For the 2015 code review, the RAC was required to submit a report to the Secretary of Labor and Industry outlining the ICC codes that the RAC was adopting or modifying. 35 P.S. § 7210.108(b). The recommendations of the RAC must be adopted by the Department ''without change,'' 35 P.S. § 7210.304(a)(1), and are to be effective on October 1, 2018. 35 P.S. § 7210.108(a)(1)(i)(B).
After its review of the 2015 ICC codes was complete, the RAC submitted its report to the Secretary on May 1, 2018, outlining 37 different recommendations. On June 12, 2018, and July 23, 2018, the RAC submitted amended reports. Under section 304(a)(1) of the act the Department is required to promulgate final-omitted regulations adopting, ''without change'' the provisions of the ICC Codes outlined in the RAC's July 23, 2018, amended report. 35 P.S. § 7210.304(a)(1).
The Pennsylvania Department of Labor & Industry is responsible for enforcement of energy code requirements (and all other building code requirements) in all State-owned buildings, no matter where they are located.
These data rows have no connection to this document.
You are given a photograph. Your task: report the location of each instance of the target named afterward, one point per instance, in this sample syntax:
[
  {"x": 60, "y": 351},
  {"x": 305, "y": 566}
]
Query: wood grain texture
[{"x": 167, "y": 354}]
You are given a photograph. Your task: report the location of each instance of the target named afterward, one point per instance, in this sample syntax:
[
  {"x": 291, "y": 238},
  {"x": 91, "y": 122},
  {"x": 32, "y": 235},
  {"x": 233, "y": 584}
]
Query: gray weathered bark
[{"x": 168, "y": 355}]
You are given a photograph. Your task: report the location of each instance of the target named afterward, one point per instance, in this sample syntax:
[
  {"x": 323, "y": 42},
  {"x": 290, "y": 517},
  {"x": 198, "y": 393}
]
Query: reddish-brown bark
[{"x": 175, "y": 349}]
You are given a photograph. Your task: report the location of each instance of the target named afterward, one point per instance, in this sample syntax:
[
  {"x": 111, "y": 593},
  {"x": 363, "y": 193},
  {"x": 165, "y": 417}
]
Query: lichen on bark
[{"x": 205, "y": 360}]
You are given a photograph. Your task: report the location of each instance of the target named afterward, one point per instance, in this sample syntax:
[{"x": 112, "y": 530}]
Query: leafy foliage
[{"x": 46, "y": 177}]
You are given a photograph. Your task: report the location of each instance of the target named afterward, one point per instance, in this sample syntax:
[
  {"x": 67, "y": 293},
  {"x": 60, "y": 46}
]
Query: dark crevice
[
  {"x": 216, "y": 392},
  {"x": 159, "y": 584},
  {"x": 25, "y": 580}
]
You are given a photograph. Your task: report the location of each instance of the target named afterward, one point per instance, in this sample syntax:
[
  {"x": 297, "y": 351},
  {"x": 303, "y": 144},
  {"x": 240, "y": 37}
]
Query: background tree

State-funded buildings that are not owned by the State are approved for energy compliance by all municipalities that have elected to administer and enforce the Uniform Construction Code (UCC) or, where municipalities have elected not to enforce the UCC, by the Department (commercial construction) and certified third-party agencies (residential construction) hired by the residential property owner.
The Pennsylvania Department of Labor and Industry (DLI) has the authority and responsibility to promulgate and upgrade commercial and residential energy standards, respectively, every three years, through the state's regulatory process. The code modification process does not involve public meetings, if the regulatory changes proposed only entail the adoption of the latest versions of the ICC International Codes.
Municipalities are intended to be the primary enforcement agents of energy and other building code requirements, but they are allowed to opt out of this responsibility.
As of January 1, 2011, 2,396 (94.5%) municipalities have elected to administer and enforce the UCC (are "opt-ins") and 166 (5.5%) have elected not to administer and enforce the UCC (are "opt-outs").
Opt-in municipalities may enforce the UCC in a variety of ways. They may employ their own code officials. They may retain one or more third-party agencies to enforce the UCC on their behalf. They may utilize an inter-municipal agreement that allows multiple municipalities to provide code enforcement services through a single agency. And, they may contract with a neighboring municipality to utilize its code enforcement officers.
In opt-out municipalities, the Department of Labor & Industry performs all commercial code enforcement; certified third-party agencies hired by individual property owners perform residential code enforcement.
In addition to the compliance paths in the 2015 IECC, REScheck and COMcheck are acceptable methods of compliance. For residential buildings, use of the prescriptive Alternative Residential Energy Provisions published by the Pennsylvania Housing Research Center is allowed.